Вот за эти самые «или некого» Маруся ухватилась как за нить Ариадны. Чуточку потянула за неё – и  клубок спутанных мыслей стал распутываться: «А и правда, – оживилась она, – не сучки ли там сидят за парусиной (в смысле не девочки ли)? Уж они-то наверняка для постороннего взора не предназначены. Потому и обтянул кибитку со всех сторон, чертяка хитрожопый, нигде даже щёлочки не оставил. Интересно, откуда он прёт это добро? И куда? А главное, для кого?» 


Маруся давно подозревала, что он возит именно «сучек». И вообще... промышляет тем, что расположено ниже пупа. От него шёл такой сильный эротический посыл, что ничего другого она и не могла заподозрить. Но одно дело подозревать,  другое – видеть воочию. Короче, нужны факты. И к Марусе явилась блестящая идея: вывести Жевжика на чистую воду, взять с поличным, застукать. С какой целью? А пускай не думает, что все – дураки, а он один – умный! Идея так её увлекла, что  она в течение нескольких минут недвижно стояла на обочине, мучительно соображала, как нагадить Жевжику, и  машинально мяла свои сочные губы грязной («навозной») рукой.


Может, она и дальше стояла бы так, не раздайся трескучий голос Нюси Перетятько, возившейся в палисаднике: «Марусь, шо случилося?
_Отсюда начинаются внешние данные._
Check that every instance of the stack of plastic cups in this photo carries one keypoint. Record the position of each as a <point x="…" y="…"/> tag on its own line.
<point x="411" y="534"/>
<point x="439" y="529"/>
Чо ты застыгла, як стовп?» Маруся вышла из забытья, но с ответом медлила – от неожиданности оторопела и не находила что сказать. Нюся продолжала вопросительно смотреть на Марусю. Видя, что от неё не отвязаться, Маруся сказала абы что: «Та ничо не случилося, шо-то у глаз попало, от и стою, ждамши покудова проморгаюся…» Под предлогом занятости она не стала развивать разговор, хоть той очень хотелось, и заспешила вдоль по дороге.


Пробежала, вернее, проковыляла жевжикова собака, поджав левую заднюю лапу под самый живот.  Из-за увечья ей трудно было поспевать за кибиткой. Тем не менее, она часто останавливалась по своим собачьим нуждам, делала зигзаги в сторону, иногда даже возвращалась назад и  сосредоточенно донюхивала то, что перед тем недонюхала.  А уж калитки метила почти все. Собака, похоже, нисколько не переживала, что хозяин уедет слишком далеко, – не иначе как знала: никуда он без неё не денется; было даже как-то забавно смотреть на эту собачью самоуверенность.


Раньше Жевжик приезжал на Кизияр верхом на лошади, а с некоторых пор пересел  на кибитку, вот на эту самую, запряжённую парой лошадей. Тогда же и собачка появилась – скачет за ним на трёх лапках, и в жару скачет, и в холод, и в дождь... Калечка, но шустренькая. Бабы, привыкшие видеть его верхом и без собаки, страшно удивились этой метаморфозе и пытались прозондировать, что такого произошло, что заставило его пересесть на кибитку и завести собаку.


Тот отшучивался: постарел, мол, вот и пересел. И цитировал при этом известные слова: «Ямщик, не гони лошадей, нам некуда больше спешить». Ну а собачку пригрел из жалости. «А чо вона перекрученая уся, наче б то йиё хтось скрозь мнясорубку пропустил? – смеялись бабы. – Нашо вона тибе такая здалася, одна покута з нею...» – «Ничего подобного, – бойко возражал Жевжик, – никакой покуты нету. Она, конешно, сильно покалеченая, зато знаете, какая умненькая! Ну прям как человечек. Вот разве только говорить не умеет». Все понимали, что он уходит от прямого ответа, но выжать из него что-либо ещё не могли. И это очень интриговало.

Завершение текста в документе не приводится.